Historians level out that the 1964 Games didn’t go in addition to gauzy-eyed residents may recall. Two high officers resigned amid public criticism of Japan’s resolution to ship a staff to the 1962 Asian Games, whose host nation, Indonesia, excluded athletes from Israel and Taiwan, mentioned Yuji Ishizaka, a sports activities sociologist at Nara Women’s University. And as much as a 12 months earlier than the 1964 Olympics, solely about half of the general public supported internet hosting the Games.
Still, the hope of any Olympics is that when the Games begin, the athletic competitors involves the fore.
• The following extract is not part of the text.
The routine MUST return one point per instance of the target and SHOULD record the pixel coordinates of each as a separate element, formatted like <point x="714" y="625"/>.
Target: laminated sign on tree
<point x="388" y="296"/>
What individuals keep in mind greatest from 1964 is the victory of the Japanese ladies’s volleyball staff, a bunch of manufacturing unit staff who snatched the gold medal from the Russians; or the boys’s gymnastics staff, which received a bunch gold medal, changing into heroes.
This 12 months, even with out reside audiences, the drama will nonetheless be current and televised. But it will likely be tempered.
“For athletes, for me, having spectators gives you so much power,” mentioned Shuji Tsurumi, 83, a gymnast on the 1964 staff who additionally received three particular person silver medals.
“You have to feel the athlete’s breath on your skin, the air in the stadium, the tension of the others around you waiting for a successful landing” he added. “Without that, it’s not the same.”